M4.D2: Introduction to molecular simulations

M4.D2: Introduction to molecular simulations#

Learning Objectives#

Explain the need for molecular dynamics software packages to run more accurate simulations. List all the variables that need to be taken into account when running an atomistic simulation.
Run a simulation of a water liquid. Briefly describe the forcefield, the type of intermolecular interactions, algorithm for the equations of motion, time step, length of the simulation.
Plot properties of the simulation through time. Identify the equilibration period in a molecular dynamics simulation.
Calculate the heat capacity of the liquid
Use MDAnalysis to analyze a molecular dynamics trajectory

Identifying the main charactersitics of molecular simulations#

In order to run an accurate molecular dynamics simulation there are list of technical decisions that need to be made. Using a molecular dynamics software package helps mainstream those decisions.

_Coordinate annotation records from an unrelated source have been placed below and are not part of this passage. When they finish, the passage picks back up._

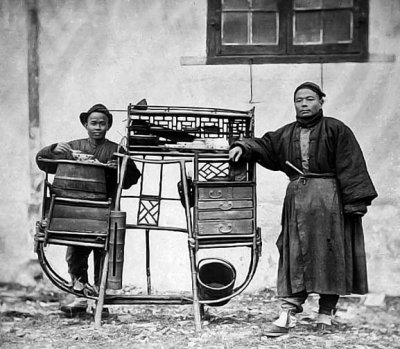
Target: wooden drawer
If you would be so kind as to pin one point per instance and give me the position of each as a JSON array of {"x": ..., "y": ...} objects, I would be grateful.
[
  {"x": 242, "y": 227},
  {"x": 224, "y": 193},
  {"x": 224, "y": 205},
  {"x": 218, "y": 214}
]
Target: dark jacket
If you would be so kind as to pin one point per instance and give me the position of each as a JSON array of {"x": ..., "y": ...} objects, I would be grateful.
[
  {"x": 321, "y": 248},
  {"x": 103, "y": 153}
]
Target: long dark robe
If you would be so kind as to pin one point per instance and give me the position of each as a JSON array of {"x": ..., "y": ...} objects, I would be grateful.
[{"x": 321, "y": 248}]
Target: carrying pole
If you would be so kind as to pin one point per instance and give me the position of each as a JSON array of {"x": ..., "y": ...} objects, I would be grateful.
[{"x": 191, "y": 245}]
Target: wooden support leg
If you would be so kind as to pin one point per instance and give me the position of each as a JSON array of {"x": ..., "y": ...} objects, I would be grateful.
[
  {"x": 102, "y": 292},
  {"x": 196, "y": 304},
  {"x": 148, "y": 272}
]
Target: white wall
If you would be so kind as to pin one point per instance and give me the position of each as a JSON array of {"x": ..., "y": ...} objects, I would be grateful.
[{"x": 117, "y": 52}]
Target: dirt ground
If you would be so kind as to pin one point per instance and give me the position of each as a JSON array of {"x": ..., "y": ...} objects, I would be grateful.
[{"x": 30, "y": 318}]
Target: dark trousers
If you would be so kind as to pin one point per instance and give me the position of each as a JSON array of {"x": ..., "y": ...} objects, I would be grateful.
[
  {"x": 77, "y": 259},
  {"x": 327, "y": 302}
]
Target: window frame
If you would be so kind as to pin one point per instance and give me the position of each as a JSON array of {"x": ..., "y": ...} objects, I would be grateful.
[{"x": 285, "y": 51}]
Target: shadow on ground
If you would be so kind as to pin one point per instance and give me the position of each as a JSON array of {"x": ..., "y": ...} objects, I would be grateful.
[{"x": 30, "y": 318}]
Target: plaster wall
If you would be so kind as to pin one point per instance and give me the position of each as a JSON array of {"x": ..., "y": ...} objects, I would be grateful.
[{"x": 117, "y": 52}]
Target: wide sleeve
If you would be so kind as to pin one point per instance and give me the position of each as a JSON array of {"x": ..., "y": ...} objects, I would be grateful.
[
  {"x": 47, "y": 153},
  {"x": 351, "y": 170},
  {"x": 261, "y": 150}
]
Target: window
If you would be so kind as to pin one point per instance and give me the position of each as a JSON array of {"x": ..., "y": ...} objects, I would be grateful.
[{"x": 287, "y": 31}]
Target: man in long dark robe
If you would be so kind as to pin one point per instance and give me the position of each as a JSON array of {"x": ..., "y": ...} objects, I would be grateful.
[
  {"x": 97, "y": 122},
  {"x": 321, "y": 244}
]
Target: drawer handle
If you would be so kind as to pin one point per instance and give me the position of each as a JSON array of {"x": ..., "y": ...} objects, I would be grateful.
[
  {"x": 225, "y": 229},
  {"x": 215, "y": 195},
  {"x": 225, "y": 206}
]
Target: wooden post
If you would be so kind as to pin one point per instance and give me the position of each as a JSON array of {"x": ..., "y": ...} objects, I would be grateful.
[{"x": 36, "y": 176}]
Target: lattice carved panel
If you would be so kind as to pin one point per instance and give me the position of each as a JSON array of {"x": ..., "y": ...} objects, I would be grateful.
[
  {"x": 212, "y": 170},
  {"x": 149, "y": 212}
]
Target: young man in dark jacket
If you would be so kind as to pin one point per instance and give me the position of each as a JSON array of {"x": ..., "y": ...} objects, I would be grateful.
[
  {"x": 97, "y": 121},
  {"x": 321, "y": 244}
]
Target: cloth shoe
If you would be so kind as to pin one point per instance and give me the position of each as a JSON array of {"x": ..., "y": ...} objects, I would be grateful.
[
  {"x": 77, "y": 306},
  {"x": 282, "y": 325},
  {"x": 324, "y": 322}
]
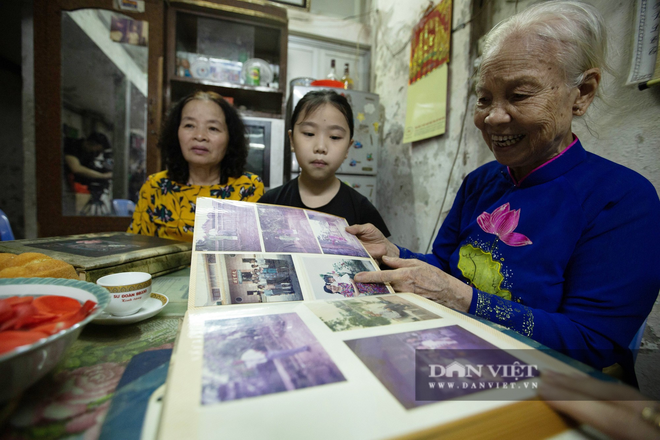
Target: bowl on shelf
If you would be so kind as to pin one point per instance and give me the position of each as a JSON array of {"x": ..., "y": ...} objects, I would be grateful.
[
  {"x": 24, "y": 365},
  {"x": 256, "y": 72},
  {"x": 328, "y": 83}
]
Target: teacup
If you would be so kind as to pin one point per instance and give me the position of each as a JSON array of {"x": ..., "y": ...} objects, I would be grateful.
[{"x": 128, "y": 291}]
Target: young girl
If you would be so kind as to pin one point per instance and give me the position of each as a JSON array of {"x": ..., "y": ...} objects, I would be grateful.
[{"x": 321, "y": 134}]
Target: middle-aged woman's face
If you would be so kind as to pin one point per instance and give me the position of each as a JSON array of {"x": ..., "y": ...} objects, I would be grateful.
[
  {"x": 524, "y": 108},
  {"x": 203, "y": 135}
]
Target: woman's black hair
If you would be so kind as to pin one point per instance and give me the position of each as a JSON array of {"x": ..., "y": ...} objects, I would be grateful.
[
  {"x": 232, "y": 165},
  {"x": 313, "y": 100},
  {"x": 97, "y": 138}
]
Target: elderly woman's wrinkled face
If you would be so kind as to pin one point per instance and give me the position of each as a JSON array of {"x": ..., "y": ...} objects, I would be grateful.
[{"x": 524, "y": 108}]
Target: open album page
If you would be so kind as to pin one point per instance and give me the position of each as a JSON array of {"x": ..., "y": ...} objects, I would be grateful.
[
  {"x": 337, "y": 369},
  {"x": 247, "y": 253}
]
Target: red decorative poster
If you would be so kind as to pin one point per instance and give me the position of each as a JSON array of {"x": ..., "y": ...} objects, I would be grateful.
[{"x": 430, "y": 42}]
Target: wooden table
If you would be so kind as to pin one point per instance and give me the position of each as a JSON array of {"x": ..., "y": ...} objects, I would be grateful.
[{"x": 102, "y": 386}]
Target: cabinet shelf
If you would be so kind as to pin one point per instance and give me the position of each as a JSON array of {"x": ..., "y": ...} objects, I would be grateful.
[
  {"x": 252, "y": 99},
  {"x": 224, "y": 85},
  {"x": 220, "y": 33}
]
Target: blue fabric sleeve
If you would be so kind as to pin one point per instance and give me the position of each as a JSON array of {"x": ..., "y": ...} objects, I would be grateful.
[{"x": 611, "y": 282}]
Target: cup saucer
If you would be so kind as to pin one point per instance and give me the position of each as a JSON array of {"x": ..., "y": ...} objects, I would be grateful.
[{"x": 151, "y": 306}]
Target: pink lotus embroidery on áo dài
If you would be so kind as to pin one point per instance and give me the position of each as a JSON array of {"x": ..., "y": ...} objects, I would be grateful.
[{"x": 502, "y": 222}]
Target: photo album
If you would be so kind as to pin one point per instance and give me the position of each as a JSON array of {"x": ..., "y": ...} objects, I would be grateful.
[{"x": 279, "y": 341}]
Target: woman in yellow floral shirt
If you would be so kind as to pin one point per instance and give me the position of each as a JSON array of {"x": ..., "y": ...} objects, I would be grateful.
[{"x": 204, "y": 149}]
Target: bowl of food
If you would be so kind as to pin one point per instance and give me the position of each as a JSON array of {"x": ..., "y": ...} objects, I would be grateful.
[{"x": 39, "y": 319}]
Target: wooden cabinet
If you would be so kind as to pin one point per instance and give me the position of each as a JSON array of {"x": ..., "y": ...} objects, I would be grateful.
[{"x": 211, "y": 45}]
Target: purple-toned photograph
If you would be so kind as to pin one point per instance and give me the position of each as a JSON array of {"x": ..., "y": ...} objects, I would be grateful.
[
  {"x": 260, "y": 355},
  {"x": 259, "y": 278},
  {"x": 368, "y": 311},
  {"x": 332, "y": 277},
  {"x": 391, "y": 358},
  {"x": 331, "y": 234},
  {"x": 229, "y": 227},
  {"x": 286, "y": 230}
]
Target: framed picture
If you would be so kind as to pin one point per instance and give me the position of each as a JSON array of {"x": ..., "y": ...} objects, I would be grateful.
[{"x": 304, "y": 4}]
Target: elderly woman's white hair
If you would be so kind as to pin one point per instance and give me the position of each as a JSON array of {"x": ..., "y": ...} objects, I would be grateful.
[{"x": 577, "y": 29}]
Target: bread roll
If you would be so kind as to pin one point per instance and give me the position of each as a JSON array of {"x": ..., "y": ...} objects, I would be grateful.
[{"x": 33, "y": 264}]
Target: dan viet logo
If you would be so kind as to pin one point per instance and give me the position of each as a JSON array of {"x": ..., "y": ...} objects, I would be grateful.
[
  {"x": 447, "y": 374},
  {"x": 456, "y": 369}
]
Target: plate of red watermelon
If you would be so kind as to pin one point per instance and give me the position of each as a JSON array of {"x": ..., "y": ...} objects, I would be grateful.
[{"x": 39, "y": 319}]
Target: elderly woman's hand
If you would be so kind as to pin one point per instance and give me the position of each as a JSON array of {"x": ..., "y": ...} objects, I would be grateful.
[
  {"x": 374, "y": 241},
  {"x": 423, "y": 279},
  {"x": 612, "y": 408}
]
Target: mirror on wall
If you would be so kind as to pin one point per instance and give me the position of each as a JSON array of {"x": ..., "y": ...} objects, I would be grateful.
[{"x": 104, "y": 111}]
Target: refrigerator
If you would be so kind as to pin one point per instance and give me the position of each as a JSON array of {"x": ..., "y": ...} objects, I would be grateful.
[{"x": 360, "y": 168}]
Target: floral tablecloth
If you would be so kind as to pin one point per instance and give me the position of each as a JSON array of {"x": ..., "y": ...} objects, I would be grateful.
[{"x": 74, "y": 400}]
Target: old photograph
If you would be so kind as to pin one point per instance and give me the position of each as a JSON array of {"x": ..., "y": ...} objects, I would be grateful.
[
  {"x": 370, "y": 311},
  {"x": 332, "y": 277},
  {"x": 331, "y": 234},
  {"x": 286, "y": 230},
  {"x": 251, "y": 278},
  {"x": 229, "y": 227},
  {"x": 260, "y": 355}
]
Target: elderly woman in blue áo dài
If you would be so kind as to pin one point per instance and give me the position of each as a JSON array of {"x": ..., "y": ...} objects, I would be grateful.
[
  {"x": 204, "y": 148},
  {"x": 550, "y": 240}
]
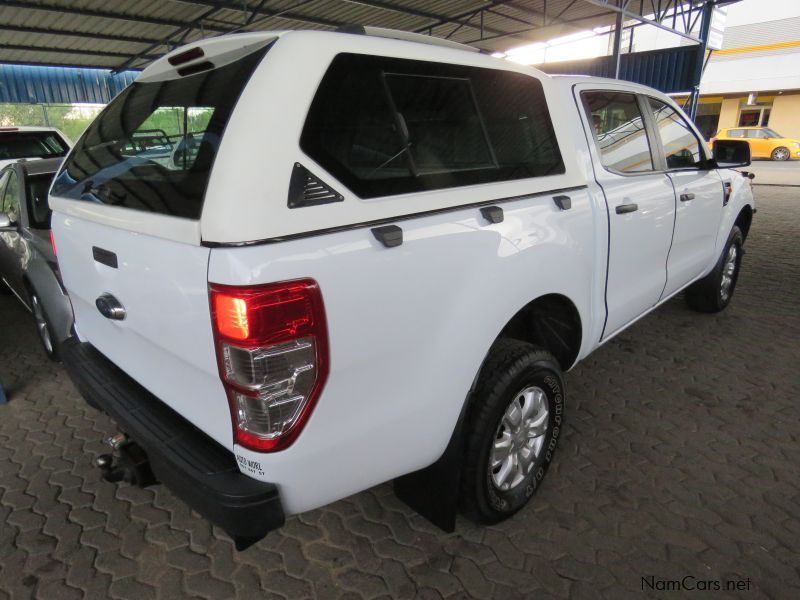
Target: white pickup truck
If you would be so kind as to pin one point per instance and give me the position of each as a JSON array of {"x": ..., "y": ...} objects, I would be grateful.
[{"x": 305, "y": 263}]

In class we will briefly talk about:

The Molecular Mechanics Force Field: https://en.wikipedia.org/wiki/Force_field_(chemistry)
Long-range interactions: https://en.wikibooks.org/wiki/Molecular_Simulation/Treatment_of_Long_Range_Forces
The equations of motion: integrators https://en.wikipedia.org/wiki/Molecular_dynamics#Molecular_dynamics_algorithms
Thermostats and barostats

Running a molecular dynamics simulation of water#

Optional: Watch the video on Canvas showing step by step how to run the simulation of a cube of waters

Analyzing a molecular dynamics simulation of water#

The files water.out, water-processed.pdb, and water.dcd are created after you run the simulation and they will be in the folder that you have indicated. These files will be easier to read if you select the same folder as where you have this notebook, if not, you may just need to copy them to the current folder.

It is important that your simulation paramaters include:

Write your results every 10 steps
At least 50 ps of simulation, that’s 50000 steps of 1fs timestep.
Your output should include temperature, KE, PE and Total E.

import pandas as pd

data = pd.read_csv("water_box/water.out",sep="\t")
display(data)
#using iloc I can select the 3rd column
myPE = data.iloc[:,2]
myKE = data.iloc[:,3]
myT = data.iloc[:,5]
myDens = data.iloc[:,7]

	#"Step"	Time (ps)	Potential Energy (kJ/mole)	Kinetic Energy (kJ/mole)	Total Energy (kJ/mole)	Temperature (K)	Box Volume (nm^3)	Density (g/mL)
0	10	0.11	-15852.863671	1946.993188	-13905.870483	176.001094	9.353182	0.946724
1	20	0.12	-15597.068406	1758.497530	-13838.570876	158.961773	9.353182	0.946724
2	30	0.13	-15719.284506	1757.676208	-13961.608297	158.887529	9.338105	0.948253
3	40	0.14	-15856.482367	2010.354291	-13846.128076	181.728707	9.338105	0.948253
4	50	0.15	-15583.168041	1850.758898	-13732.409143	167.301865	9.268756	0.955348
...	...	...	...	...	...	...	...	...
4995	49960	50.06	-14399.581223	3315.126929	-11084.454295	299.675402	8.586259	1.031285
4996	49970	50.07	-14448.337692	3320.166359	-11128.171332	300.130949	8.586259	1.031285
4997	49980	50.08	-14448.884486	3343.899860	-11104.984626	302.276371	8.556562	1.034865
4998	49990	50.09	-14419.638159	3334.846615	-11084.791544	301.457990	8.648801	1.023828
4999	50000	50.10	-14345.658959	3278.600705	-11067.058254	296.373565	8.568750	1.033393

5000 rows × 8 columns

import matplotlib.pyplot as plt

plt.plot(myPE)
plt.plot(myPE[200:])

[<matplotlib.lines.Line2D at 0x13f6c0140>]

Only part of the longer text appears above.